I didn’t expect that the polling which showed 45% +, earlier in the year, for the party would translate into votes on the day. It’s one thing saying to a pollster that you’ll vote Labour. It’s another to actually do it.
However even I was surprised that it was as low as 33.7%. The polling companies are probably looking at how they got the vote share so wrong but still got it right in terms of the seat count.
You also wrote:
” But the best guess is that there will be a strong populist challenge from the right to a stumbling Labour government.”
I still think my reply was valid. Especially with the election of 5 independent socialists and a couple more near misses :
Possibly, but you could be underestimating the significance of what is happening on the left.

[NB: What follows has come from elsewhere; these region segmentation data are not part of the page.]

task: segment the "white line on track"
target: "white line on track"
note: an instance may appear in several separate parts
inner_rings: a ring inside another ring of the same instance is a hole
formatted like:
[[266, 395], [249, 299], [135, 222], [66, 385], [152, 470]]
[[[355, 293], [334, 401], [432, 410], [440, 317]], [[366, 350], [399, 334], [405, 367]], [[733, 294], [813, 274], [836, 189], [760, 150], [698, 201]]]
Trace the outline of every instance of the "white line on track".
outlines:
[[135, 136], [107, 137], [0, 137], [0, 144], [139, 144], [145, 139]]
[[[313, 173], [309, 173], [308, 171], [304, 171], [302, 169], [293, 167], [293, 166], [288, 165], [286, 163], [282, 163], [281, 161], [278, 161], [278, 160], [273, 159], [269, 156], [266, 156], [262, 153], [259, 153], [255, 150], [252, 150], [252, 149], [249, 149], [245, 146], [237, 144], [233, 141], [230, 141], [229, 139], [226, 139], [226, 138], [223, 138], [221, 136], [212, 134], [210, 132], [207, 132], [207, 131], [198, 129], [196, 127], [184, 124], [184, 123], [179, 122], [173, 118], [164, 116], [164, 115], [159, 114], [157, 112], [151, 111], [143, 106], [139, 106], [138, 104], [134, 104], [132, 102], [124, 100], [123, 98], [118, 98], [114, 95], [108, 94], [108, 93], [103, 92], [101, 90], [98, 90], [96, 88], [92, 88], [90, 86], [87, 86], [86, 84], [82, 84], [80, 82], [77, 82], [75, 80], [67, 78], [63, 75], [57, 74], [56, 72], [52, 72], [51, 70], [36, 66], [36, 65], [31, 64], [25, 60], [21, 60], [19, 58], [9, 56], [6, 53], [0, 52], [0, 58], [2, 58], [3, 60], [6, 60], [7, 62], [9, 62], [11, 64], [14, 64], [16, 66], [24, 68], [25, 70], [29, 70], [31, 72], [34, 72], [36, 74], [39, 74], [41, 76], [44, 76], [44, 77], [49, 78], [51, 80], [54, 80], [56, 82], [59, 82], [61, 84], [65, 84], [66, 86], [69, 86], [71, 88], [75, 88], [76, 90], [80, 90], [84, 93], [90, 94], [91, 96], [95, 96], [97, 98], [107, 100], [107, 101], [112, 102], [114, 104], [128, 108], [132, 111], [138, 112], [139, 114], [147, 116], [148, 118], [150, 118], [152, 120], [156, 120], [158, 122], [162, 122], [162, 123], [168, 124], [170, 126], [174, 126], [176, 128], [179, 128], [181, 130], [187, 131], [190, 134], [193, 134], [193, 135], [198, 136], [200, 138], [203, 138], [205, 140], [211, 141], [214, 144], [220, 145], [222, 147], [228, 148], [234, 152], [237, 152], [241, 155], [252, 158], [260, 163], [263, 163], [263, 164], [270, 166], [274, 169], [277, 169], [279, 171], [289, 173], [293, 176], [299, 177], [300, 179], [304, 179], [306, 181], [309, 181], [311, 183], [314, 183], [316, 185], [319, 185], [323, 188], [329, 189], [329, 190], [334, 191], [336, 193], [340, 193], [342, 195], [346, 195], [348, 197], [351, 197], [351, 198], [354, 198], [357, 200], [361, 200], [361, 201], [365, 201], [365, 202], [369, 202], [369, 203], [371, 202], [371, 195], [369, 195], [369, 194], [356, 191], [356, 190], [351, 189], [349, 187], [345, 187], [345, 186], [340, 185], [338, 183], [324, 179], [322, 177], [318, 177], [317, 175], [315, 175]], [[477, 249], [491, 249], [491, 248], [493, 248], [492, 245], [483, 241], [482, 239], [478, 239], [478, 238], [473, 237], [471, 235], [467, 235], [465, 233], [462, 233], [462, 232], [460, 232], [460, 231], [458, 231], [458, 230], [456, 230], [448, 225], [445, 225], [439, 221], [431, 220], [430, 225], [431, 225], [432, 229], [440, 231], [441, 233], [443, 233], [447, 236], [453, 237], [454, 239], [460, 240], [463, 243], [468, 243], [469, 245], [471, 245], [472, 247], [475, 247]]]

Starmer isn’t going to find it easy keeping his MPs in order. Many will know there’s no chance of a government job, nor that much chance they will be able to retain their seats at the next election. So they will be able to do pretty much what they like and and there’s not much that Starmer will be able to do about it.
Yes I was surprised by how low the Labour poll share was. I think you are right that the government will come in for a lot of criticism from its backbenchers – the two child limit will be an early rallying point. In some ways we are back to 2005 – but I don’t think the Lib Dems are well-positioned to push a left-leaning agenda this time. But the Greens are and my guess is that they will start to cause Labour discomfort. Bristol Central was a bit of a portent.
My argument that the 2024 election was over came from the thought that the Tories weren’t even trying to stop Starmer this time, but engaged in battles to establish a populist block in time for 2029 – while Starmer was trying to head off that danger. The Tory effort in the campaign was indeed pretty feeble.
I still think there is a strong threat from the populist right, but Farage’s intervention has complicated things. An article in the FT points out that his appeal is limited by his low-tax economics small-state, which the most successful European populists have abandoned in favour of strengthening state benefits and public services. This might give an opening for a successful movement from the left.